As of 2003, only 8 cases of secondary syphilis had been reported to histologically mimic a malignant neoplasm.2 In review of these cases provided by McComb et al,2 a variety of findings were present including a dense lymphohistiocytic infiltrate in the mid and reticular dermis, perivascular infiltrates composed of histiocytes, plasma cells, neutrophils and scattered monocytes with hyperchromatic nuclei and prominent nucleoli, mitotic figures, epidermal hyperkeratosis, mild acanthosis, focal microabscesses, and inflammatory infiltrates extending to the subcutaneous fat. T-cell receptor gene rearrangement studies were negative when tested.

Herein, we report a case of secondary syphilis with matching monoclonal T-cell receptor gene rearrangements from multiple biopsy specimens in an HIV negative immunocompetent patient. Typically, an infectious process, such as syphilis, would cause a reactive type of polyclonality, but there are cases of transient reactive T-cell monoclonality in patients with infections. This has been reported with Epstein-Barr virus,8 cytomegalovirus infections and the above mentioned rupioid syphilis case.7,9 In all these cases, T-cell lymphoma was the leading diagnosis until seroconversion and symptomology changes occurred.

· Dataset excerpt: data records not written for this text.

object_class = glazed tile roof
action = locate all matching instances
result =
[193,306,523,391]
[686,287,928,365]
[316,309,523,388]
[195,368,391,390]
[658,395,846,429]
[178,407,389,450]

In our case, concomitant disease states or syphilis led initiation of cutaneous lymphoproliferative disorder were considered. There are links between certain infectious/inflammatory processes and lymphoproliferative diseases. This is evident in disease states such as chronic atopic dermatitis proceeding cutaneous T-cell lymphoma and Merkel cell polyoma virus proceeding Merkel cell carcinoma.10 Syphilis, however, has not typically been reported to precede malignant processes and we do not foresee this happening in our patient as the symptoms resolved with antibiotic therapy.

Conflicts of interest

None declared.

Footnotes

Funding sources: None.

IRB approval status: Not applicable.